Former President Bill Clinton flew in from Japan to attend the service, which was officiated by Dr. David Posner, the synagogue's senior rabbi.
He showed off a stack of letters he'd received from Koch while he was president, offering advice on everything from Middle Eastern policy to using the "virility argument" to convince kids to stop smoking. ("This Viagra is a big deal," Koch noted in one letter.)
"He had a big brain, but he had a bigger heart," Clinton said of Koch, who was very close with his wife, Hillary.
The service also included words from Koch's nephews Shmuel, Jonathan and Jared, his young grand-niece and nephew, his longtime chief of staff, Diane Coffey, and friends John LoCicero and James Gill.
Koch's grand-nephew, Noah, spoke lovingly of the man who doted over him and his cousins like a surrogate grandfather, taking joy in their chess matches, soccer games and musical performances. Koch was even sport enough to accompany his grand-niece to a manicure, and wound up with one himself — his first, Noah recalled.
He said that, while most people knew Koch as a tough political operator, there was a
softer side reserved for his family.
"To me, he will always be 'Uncle Eddie,'" he said.
After the ceremony, Clinton appeared overjoyed, beaming as he left the synagogue.
"It was perfect. It was so much a reflection of Ed Koch," he told DNAinfo.com New York.
"Everybody was different and they were serious and funny. It was amazing. I wish every American could have seen it," he said. "It was beautiful."
Before the service, mourners lined up in the frigid cold to say goodbye to the mayor whose wit and no-nonsense attitude came to symbolize the city he led.
Among them was Walter Sedovic, 58, who was first in line and traveled from Bronxville, in Westchester, to say goodbye to the mayor.
"I think, above all, [he] made us believe in the ability of a leader to lead," he said. "He led New York out of a real quagmire, with great benefit for all, but never lost his zeal for being in the public eye."

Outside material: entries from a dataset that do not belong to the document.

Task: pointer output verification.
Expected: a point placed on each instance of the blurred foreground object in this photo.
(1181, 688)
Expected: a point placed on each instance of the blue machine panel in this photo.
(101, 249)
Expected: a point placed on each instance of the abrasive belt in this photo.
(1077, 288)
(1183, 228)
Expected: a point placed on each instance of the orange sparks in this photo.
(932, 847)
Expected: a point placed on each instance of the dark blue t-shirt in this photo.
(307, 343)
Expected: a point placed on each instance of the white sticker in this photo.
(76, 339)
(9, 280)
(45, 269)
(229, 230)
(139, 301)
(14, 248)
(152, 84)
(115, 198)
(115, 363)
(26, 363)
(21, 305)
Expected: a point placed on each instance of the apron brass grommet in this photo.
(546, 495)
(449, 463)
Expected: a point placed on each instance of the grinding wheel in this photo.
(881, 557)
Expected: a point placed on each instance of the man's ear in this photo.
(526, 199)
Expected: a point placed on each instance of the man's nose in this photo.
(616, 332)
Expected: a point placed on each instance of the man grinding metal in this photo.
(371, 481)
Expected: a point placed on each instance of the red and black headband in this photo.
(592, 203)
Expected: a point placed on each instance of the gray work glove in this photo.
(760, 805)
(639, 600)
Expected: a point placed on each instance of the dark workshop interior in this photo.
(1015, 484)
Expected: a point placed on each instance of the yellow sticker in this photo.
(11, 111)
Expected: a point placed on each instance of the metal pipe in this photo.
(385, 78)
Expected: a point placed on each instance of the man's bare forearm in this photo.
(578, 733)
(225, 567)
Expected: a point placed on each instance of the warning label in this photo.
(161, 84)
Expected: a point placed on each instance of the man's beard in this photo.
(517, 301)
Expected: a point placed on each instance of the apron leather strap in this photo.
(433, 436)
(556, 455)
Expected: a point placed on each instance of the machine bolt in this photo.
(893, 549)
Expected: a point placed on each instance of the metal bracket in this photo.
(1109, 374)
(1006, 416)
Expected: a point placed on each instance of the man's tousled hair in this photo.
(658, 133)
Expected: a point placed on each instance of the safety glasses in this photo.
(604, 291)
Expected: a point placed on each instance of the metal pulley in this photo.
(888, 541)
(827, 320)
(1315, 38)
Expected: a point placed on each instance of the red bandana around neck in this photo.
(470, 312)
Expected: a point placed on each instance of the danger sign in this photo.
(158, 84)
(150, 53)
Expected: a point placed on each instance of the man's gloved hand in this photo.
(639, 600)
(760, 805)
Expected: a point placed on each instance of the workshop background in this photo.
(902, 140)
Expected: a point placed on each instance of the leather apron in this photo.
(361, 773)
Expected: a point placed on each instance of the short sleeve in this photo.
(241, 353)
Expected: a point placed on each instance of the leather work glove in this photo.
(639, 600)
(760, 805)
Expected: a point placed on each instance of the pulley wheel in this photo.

Sedovic remembered first meeting Koch around 1985 when he was at the South Street Seaport with his young daughter, then about a year and a half old. Koch scooped the girl up and kissed her on the cheek.
"He was that kind of person," Sedovic recalled. "Very human and very warm. And also very shrewd."
The Rev. Ray Roden, a 61-year-old Catholic priest, attended the funeral with four of his seminary students, who are studying to be priests in Queens.
"I keep telling them before they can be priests, they've got to be human beings and they've got to be leaders. And they could learn more from Ed Koch dead that they can learn from a lot of the stuff they're studying in their university classes," he said.
Ben Tucker, 62, who worked for Koch in City Hall in the late '80s, traveled from Washington, D.C., to say goodbye to his former boss.
"He was just an incredible individual," he said outside the synagogue.
"lt's hard to imagine anyone who loved the city more than Ed did. He was incredibly bright, he was bigger than life and he was dedicated to improving the quality of life for New Yorkers."
After the funeral, Koch was buried at the non-denominational Trinity Church cemetery in Washington Heights, the only cemetery with open plots in Manhattan.
Patricia Buchinji, 64, who lives near the cemetery and hails from Nigeria, Africa, remembered Koch as "a really good guy, a real New Yorker," who helped her get an apartment when she first moved to the city in 1980.
"Because of him New York City is a much better place," she said. "I will miss him very much."
A private shiva for friends and family will be held at Gracie Mansion Tuesday and the flags at all city buildings are being flown at half-staff in his memory.
The family is requesting that contributions be made to the LaGuardia Community College Foundation.